Dengan langkah terburu-buru Azkia berjalan menuju X IPA 1 yang berada di depan taman sekolah. Entah ini sial atau keberuntungan Azkia saat berjalan di lorong dia menabrak seniornya yang terkenal sangat dingin di sekolah. 

Semua berkas yang ada di tangan senior itu terjatuh berantakan di atas lantai. "Aduh kak maaf banget. Gue bantu beresin yah?"

Tapi sebelum Azkia melakukan hal itu tangan senior itu terangkat untuk mengintrupsikan Azkia agar diam di tempatnya. Azkia tidak bisa melihat wajahnya karena senior itu memakai topi dan masker. Sangat misterius. Dengan gesit senior itu segera merapihkan berkas yang dibawanya dan pergi begitu saja.

"Hari ini sial banget sih. Tadi dikibulin abang dan barusan gue nabrak senior yang sombong itu." Azkia mengomel sendiri kemudian membalikan badannya.

"Ngomel-ngomel terus." Azkia menabrak seseorang lagi dan untungnya itu adalah Arnold kakaknya.

"Abang," tegur Azkia.

"Sarapan dulu yuk ke kantin," ajak Arnold. 

"Gue taruh tas dulu," Azkia langsung menaruh tasnya di kursi terdekat kemudian balik lagi ke tempat Arnold menunggu.

Azkia dengan santai menggandeng lengan kakaknya kemudian berjalan menuju kantin. "Bang kenapa sih mereka lihatin gue kayak gitu?"

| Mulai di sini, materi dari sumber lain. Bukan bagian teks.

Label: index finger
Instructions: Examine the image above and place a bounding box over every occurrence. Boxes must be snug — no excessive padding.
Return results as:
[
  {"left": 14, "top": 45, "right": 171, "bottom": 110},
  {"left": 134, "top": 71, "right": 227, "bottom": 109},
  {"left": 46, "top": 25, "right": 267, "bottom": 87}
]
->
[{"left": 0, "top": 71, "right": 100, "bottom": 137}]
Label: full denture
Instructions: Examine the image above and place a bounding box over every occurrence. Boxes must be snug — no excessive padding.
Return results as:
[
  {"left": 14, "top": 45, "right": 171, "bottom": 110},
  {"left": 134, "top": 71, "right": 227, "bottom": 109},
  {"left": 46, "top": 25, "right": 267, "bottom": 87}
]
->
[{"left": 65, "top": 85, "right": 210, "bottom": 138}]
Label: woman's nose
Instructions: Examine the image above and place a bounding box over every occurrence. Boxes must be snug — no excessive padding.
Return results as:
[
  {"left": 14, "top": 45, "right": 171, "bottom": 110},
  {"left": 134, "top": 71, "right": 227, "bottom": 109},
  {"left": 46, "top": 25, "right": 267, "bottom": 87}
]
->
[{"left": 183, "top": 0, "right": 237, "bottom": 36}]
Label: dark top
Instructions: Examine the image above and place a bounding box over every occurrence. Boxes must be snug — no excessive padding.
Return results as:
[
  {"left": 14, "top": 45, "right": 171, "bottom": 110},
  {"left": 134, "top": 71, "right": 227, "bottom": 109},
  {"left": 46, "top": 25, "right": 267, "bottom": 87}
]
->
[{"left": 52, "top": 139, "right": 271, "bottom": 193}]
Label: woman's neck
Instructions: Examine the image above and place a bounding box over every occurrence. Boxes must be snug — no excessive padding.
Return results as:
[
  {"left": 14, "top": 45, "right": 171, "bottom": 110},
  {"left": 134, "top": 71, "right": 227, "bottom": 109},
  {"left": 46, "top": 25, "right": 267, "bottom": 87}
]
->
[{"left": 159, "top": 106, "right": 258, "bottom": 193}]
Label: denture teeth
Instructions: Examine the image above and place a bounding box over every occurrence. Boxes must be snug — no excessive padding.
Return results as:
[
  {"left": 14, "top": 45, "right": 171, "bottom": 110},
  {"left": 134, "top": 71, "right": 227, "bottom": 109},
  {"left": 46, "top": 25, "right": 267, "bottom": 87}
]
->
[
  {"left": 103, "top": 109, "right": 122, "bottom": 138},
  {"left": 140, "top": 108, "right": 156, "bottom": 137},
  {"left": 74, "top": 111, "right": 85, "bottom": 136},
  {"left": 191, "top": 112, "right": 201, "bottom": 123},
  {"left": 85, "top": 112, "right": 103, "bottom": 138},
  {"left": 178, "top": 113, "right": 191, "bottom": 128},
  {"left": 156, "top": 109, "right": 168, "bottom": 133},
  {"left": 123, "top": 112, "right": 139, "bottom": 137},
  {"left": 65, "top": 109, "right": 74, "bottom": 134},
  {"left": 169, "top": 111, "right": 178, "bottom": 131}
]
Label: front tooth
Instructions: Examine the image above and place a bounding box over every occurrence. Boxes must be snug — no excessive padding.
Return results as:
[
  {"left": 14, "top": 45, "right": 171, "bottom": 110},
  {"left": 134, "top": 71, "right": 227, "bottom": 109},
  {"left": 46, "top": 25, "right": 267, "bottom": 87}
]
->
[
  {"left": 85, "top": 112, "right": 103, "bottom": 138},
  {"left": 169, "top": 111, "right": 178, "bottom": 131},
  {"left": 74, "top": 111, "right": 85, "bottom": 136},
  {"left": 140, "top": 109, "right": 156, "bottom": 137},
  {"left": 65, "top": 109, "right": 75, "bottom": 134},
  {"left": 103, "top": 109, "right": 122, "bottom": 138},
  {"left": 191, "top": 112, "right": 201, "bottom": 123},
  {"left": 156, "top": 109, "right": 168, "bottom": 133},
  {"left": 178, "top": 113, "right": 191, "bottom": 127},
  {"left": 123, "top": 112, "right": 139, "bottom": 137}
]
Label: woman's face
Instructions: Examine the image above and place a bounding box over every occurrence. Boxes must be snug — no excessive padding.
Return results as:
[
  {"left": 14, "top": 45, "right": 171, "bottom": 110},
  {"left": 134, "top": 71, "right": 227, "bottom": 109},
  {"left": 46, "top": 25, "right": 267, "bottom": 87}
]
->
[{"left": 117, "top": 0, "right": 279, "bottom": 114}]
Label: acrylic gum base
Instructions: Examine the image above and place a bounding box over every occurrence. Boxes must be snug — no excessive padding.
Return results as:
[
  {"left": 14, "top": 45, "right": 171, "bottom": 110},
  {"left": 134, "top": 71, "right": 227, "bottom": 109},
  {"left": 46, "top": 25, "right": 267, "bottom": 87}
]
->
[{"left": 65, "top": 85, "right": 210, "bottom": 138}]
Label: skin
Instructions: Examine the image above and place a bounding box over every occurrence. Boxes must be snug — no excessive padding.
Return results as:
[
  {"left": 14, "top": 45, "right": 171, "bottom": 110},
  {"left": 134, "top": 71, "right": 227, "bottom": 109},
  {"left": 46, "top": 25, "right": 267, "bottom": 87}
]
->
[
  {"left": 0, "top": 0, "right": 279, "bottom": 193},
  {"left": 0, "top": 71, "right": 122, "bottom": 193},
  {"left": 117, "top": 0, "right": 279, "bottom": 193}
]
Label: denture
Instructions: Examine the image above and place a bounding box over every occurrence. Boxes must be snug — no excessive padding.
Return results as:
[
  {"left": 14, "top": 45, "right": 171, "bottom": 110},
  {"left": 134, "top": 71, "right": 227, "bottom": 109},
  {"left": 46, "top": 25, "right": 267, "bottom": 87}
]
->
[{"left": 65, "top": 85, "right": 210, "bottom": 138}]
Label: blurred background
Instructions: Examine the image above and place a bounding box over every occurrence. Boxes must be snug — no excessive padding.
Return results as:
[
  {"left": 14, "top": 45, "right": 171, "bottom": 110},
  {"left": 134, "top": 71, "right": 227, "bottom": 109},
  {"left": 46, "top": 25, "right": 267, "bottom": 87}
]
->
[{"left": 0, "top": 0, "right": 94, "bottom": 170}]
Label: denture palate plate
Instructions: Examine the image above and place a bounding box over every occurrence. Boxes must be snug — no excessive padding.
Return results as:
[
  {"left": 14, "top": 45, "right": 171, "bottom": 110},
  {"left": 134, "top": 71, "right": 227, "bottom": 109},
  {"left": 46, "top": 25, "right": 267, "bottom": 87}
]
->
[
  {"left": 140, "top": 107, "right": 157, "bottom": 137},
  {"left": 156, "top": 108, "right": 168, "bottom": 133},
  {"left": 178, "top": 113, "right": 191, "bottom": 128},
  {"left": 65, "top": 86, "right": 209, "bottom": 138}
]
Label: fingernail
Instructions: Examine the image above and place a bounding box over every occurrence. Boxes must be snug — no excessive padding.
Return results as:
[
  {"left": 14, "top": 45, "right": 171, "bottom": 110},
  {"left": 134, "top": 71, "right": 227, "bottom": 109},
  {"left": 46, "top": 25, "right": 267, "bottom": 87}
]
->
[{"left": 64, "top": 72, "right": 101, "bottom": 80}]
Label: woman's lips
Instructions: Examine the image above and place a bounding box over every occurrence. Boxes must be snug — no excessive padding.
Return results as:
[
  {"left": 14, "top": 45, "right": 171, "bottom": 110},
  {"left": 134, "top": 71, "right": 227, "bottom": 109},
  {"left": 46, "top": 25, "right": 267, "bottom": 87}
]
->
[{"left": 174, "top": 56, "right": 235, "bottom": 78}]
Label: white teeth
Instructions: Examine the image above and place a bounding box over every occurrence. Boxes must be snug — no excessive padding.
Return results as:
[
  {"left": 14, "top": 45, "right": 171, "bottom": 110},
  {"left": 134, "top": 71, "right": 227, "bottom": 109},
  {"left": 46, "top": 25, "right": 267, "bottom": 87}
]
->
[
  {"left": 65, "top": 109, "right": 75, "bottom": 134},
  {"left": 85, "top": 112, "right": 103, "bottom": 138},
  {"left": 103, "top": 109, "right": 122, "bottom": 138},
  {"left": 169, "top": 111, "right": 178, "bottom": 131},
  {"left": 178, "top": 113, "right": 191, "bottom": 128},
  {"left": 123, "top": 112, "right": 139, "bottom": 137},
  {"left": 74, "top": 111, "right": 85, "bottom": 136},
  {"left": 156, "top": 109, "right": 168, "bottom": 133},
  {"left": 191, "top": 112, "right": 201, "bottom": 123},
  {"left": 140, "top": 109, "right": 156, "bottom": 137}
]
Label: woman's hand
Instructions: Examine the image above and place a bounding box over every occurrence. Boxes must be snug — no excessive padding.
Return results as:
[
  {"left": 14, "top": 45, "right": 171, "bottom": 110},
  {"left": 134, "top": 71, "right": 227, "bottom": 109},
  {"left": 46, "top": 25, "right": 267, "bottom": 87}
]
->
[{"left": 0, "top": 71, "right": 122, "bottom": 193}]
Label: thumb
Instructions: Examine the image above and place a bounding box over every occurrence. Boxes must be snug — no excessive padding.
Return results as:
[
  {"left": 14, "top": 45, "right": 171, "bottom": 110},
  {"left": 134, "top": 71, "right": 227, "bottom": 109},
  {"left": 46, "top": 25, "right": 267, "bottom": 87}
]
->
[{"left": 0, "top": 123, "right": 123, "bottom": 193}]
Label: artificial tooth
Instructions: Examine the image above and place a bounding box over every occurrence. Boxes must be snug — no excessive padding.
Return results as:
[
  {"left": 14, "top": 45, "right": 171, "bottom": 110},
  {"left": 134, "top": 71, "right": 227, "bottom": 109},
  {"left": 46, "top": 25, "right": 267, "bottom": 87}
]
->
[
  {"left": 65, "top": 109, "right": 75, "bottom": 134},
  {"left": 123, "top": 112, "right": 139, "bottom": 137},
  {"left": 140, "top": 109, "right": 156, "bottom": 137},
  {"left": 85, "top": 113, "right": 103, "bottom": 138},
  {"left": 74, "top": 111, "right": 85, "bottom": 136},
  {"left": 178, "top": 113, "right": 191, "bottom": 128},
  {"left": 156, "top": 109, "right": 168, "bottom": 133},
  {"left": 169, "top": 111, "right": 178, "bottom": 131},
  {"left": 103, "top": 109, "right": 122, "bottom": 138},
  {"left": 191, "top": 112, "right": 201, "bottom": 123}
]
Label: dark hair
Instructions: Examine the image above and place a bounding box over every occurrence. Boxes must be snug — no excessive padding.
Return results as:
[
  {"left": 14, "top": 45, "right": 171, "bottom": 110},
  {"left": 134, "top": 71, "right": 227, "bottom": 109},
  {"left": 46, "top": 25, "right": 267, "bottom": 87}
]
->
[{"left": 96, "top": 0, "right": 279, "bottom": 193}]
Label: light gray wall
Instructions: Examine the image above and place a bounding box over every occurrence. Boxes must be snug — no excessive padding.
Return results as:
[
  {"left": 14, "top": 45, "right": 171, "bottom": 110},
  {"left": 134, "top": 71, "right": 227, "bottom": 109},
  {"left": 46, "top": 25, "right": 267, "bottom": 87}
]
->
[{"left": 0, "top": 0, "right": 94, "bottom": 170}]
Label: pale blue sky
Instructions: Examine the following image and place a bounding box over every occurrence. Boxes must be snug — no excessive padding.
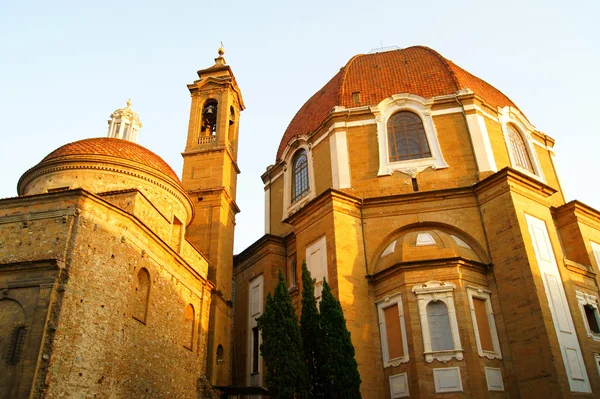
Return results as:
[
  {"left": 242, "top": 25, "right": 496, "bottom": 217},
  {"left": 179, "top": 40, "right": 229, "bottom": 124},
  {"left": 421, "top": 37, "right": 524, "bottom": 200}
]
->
[{"left": 0, "top": 0, "right": 600, "bottom": 252}]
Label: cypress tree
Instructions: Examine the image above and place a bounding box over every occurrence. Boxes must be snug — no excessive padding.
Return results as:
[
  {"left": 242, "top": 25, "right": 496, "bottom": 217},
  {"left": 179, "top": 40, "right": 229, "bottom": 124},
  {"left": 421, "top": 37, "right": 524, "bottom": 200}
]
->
[
  {"left": 300, "top": 261, "right": 324, "bottom": 398},
  {"left": 320, "top": 281, "right": 361, "bottom": 399},
  {"left": 257, "top": 270, "right": 308, "bottom": 399}
]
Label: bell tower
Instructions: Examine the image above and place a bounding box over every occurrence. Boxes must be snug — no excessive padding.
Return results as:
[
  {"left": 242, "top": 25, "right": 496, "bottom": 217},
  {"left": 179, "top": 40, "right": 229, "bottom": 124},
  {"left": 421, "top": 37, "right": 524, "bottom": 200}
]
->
[{"left": 182, "top": 47, "right": 245, "bottom": 385}]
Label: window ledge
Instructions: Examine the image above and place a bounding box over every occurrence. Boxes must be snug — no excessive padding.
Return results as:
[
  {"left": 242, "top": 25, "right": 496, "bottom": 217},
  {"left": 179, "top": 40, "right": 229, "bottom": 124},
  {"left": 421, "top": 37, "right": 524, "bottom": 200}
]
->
[
  {"left": 383, "top": 356, "right": 409, "bottom": 369},
  {"left": 423, "top": 349, "right": 463, "bottom": 363},
  {"left": 377, "top": 158, "right": 448, "bottom": 177},
  {"left": 479, "top": 351, "right": 502, "bottom": 360},
  {"left": 588, "top": 332, "right": 600, "bottom": 341}
]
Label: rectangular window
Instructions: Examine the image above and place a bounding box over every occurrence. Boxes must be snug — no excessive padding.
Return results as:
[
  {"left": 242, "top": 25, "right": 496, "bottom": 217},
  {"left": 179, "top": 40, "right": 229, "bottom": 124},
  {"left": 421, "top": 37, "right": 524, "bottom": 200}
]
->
[
  {"left": 575, "top": 291, "right": 600, "bottom": 341},
  {"left": 252, "top": 327, "right": 260, "bottom": 373},
  {"left": 376, "top": 293, "right": 408, "bottom": 367},
  {"left": 246, "top": 275, "right": 263, "bottom": 386},
  {"left": 383, "top": 303, "right": 404, "bottom": 359},
  {"left": 590, "top": 241, "right": 600, "bottom": 269},
  {"left": 473, "top": 297, "right": 494, "bottom": 351},
  {"left": 467, "top": 287, "right": 502, "bottom": 359},
  {"left": 306, "top": 236, "right": 327, "bottom": 302}
]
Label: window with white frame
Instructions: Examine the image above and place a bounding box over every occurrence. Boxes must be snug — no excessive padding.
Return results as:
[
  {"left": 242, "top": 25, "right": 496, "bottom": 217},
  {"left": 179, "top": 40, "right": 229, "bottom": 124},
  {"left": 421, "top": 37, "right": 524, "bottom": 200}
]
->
[
  {"left": 371, "top": 94, "right": 448, "bottom": 177},
  {"left": 247, "top": 275, "right": 263, "bottom": 386},
  {"left": 376, "top": 292, "right": 409, "bottom": 368},
  {"left": 282, "top": 140, "right": 316, "bottom": 219},
  {"left": 387, "top": 111, "right": 431, "bottom": 162},
  {"left": 498, "top": 106, "right": 545, "bottom": 181},
  {"left": 306, "top": 236, "right": 327, "bottom": 302},
  {"left": 467, "top": 287, "right": 502, "bottom": 359},
  {"left": 292, "top": 149, "right": 310, "bottom": 203},
  {"left": 506, "top": 124, "right": 535, "bottom": 173},
  {"left": 575, "top": 291, "right": 600, "bottom": 341},
  {"left": 289, "top": 255, "right": 298, "bottom": 288},
  {"left": 412, "top": 281, "right": 463, "bottom": 363}
]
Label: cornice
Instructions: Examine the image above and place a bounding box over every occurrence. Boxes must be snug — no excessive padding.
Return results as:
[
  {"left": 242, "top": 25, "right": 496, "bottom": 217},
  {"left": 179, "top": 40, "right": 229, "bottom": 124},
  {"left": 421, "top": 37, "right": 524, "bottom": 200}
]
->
[
  {"left": 473, "top": 166, "right": 557, "bottom": 198},
  {"left": 551, "top": 200, "right": 600, "bottom": 229},
  {"left": 233, "top": 234, "right": 285, "bottom": 272},
  {"left": 564, "top": 258, "right": 596, "bottom": 281},
  {"left": 187, "top": 186, "right": 240, "bottom": 214},
  {"left": 282, "top": 188, "right": 362, "bottom": 225},
  {"left": 367, "top": 256, "right": 492, "bottom": 283}
]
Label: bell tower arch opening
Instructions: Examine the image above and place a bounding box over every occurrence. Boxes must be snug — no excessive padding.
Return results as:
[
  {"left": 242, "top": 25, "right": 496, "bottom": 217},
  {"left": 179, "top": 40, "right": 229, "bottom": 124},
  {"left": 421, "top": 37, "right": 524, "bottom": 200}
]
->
[{"left": 182, "top": 47, "right": 245, "bottom": 385}]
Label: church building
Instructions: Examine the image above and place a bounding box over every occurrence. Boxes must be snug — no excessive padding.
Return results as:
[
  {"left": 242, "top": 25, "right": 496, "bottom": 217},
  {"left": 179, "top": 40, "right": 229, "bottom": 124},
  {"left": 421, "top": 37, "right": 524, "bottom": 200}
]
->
[
  {"left": 0, "top": 46, "right": 600, "bottom": 399},
  {"left": 234, "top": 46, "right": 600, "bottom": 398}
]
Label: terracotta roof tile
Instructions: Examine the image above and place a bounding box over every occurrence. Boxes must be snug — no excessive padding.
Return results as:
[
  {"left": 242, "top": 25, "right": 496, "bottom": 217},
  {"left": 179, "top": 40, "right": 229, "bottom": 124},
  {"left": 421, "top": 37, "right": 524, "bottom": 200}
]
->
[
  {"left": 277, "top": 46, "right": 516, "bottom": 160},
  {"left": 40, "top": 137, "right": 181, "bottom": 185}
]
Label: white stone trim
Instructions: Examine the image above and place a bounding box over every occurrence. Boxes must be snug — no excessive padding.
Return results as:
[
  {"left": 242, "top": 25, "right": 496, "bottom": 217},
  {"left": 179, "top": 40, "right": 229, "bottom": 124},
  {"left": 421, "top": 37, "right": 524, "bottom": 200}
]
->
[
  {"left": 450, "top": 234, "right": 473, "bottom": 250},
  {"left": 498, "top": 106, "right": 546, "bottom": 183},
  {"left": 246, "top": 274, "right": 264, "bottom": 386},
  {"left": 467, "top": 286, "right": 502, "bottom": 359},
  {"left": 412, "top": 281, "right": 463, "bottom": 363},
  {"left": 380, "top": 240, "right": 397, "bottom": 259},
  {"left": 575, "top": 291, "right": 600, "bottom": 341},
  {"left": 282, "top": 141, "right": 316, "bottom": 220},
  {"left": 433, "top": 367, "right": 463, "bottom": 393},
  {"left": 329, "top": 130, "right": 351, "bottom": 189},
  {"left": 265, "top": 185, "right": 271, "bottom": 234},
  {"left": 306, "top": 236, "right": 328, "bottom": 303},
  {"left": 431, "top": 107, "right": 462, "bottom": 116},
  {"left": 415, "top": 233, "right": 435, "bottom": 247},
  {"left": 376, "top": 292, "right": 409, "bottom": 368},
  {"left": 389, "top": 373, "right": 410, "bottom": 399},
  {"left": 464, "top": 104, "right": 499, "bottom": 122},
  {"left": 525, "top": 214, "right": 592, "bottom": 392},
  {"left": 465, "top": 112, "right": 498, "bottom": 172},
  {"left": 483, "top": 367, "right": 504, "bottom": 391},
  {"left": 371, "top": 93, "right": 448, "bottom": 177},
  {"left": 590, "top": 241, "right": 600, "bottom": 270}
]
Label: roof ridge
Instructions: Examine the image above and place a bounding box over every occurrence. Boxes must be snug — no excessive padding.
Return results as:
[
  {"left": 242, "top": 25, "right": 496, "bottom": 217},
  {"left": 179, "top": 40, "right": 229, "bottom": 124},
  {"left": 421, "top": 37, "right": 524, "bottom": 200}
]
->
[
  {"left": 409, "top": 46, "right": 462, "bottom": 91},
  {"left": 337, "top": 54, "right": 367, "bottom": 104}
]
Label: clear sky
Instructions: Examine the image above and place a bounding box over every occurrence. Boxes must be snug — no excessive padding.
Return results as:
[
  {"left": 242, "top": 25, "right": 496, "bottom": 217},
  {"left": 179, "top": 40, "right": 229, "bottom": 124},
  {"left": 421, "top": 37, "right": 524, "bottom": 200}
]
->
[{"left": 0, "top": 0, "right": 600, "bottom": 252}]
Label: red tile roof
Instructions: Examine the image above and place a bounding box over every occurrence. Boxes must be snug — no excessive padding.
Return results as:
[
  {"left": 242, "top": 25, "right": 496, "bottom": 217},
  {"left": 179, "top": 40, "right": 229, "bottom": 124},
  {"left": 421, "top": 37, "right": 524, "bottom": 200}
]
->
[
  {"left": 277, "top": 46, "right": 516, "bottom": 160},
  {"left": 40, "top": 137, "right": 181, "bottom": 185}
]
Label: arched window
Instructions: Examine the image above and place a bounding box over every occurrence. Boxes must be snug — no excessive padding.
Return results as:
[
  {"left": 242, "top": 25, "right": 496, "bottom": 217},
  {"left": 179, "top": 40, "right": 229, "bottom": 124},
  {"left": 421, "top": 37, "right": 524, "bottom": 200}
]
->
[
  {"left": 292, "top": 150, "right": 310, "bottom": 203},
  {"left": 506, "top": 125, "right": 535, "bottom": 173},
  {"left": 387, "top": 111, "right": 431, "bottom": 162},
  {"left": 290, "top": 259, "right": 297, "bottom": 288},
  {"left": 427, "top": 301, "right": 454, "bottom": 351},
  {"left": 183, "top": 303, "right": 196, "bottom": 350},
  {"left": 132, "top": 268, "right": 150, "bottom": 324},
  {"left": 201, "top": 99, "right": 218, "bottom": 136},
  {"left": 217, "top": 344, "right": 225, "bottom": 363}
]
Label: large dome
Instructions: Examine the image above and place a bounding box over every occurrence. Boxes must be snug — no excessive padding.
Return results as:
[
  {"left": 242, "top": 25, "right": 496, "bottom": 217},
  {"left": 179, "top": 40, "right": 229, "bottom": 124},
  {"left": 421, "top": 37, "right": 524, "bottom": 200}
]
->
[
  {"left": 40, "top": 137, "right": 181, "bottom": 184},
  {"left": 277, "top": 46, "right": 516, "bottom": 160},
  {"left": 17, "top": 137, "right": 193, "bottom": 223}
]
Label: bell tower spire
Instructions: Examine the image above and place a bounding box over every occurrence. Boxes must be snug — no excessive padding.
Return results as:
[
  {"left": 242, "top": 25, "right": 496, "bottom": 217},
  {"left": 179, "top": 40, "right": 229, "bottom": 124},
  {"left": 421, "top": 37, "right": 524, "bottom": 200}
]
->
[{"left": 182, "top": 43, "right": 245, "bottom": 385}]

"Karena lo deket-deket sama gue. Secara gue ini ganteng dan gue ketua geng di sekolah ini," jawab Arnold.

Azkia berhenti.

"Geng apa?" Tanya Azkia menyelidik. "Paling GENGTONG."

"Ya enggak lah."

"Pantesan tuh rambut waktu itu pernah di warnain."

"Itu gaya. Udah ayo." Arnold menarik lengan Azkia. "Abang kenalin sama temen-temen abang."

Arnold menunjukkan meja yang sudah terisi tiga orang. Dua orang laki-laki dan seorang perempuan. "Lo lama Bang." Ketika sampai di meja ada seorang lelaki yang berdiri.

"Sori gue jemput bocah dulu nih," jawab Arnold.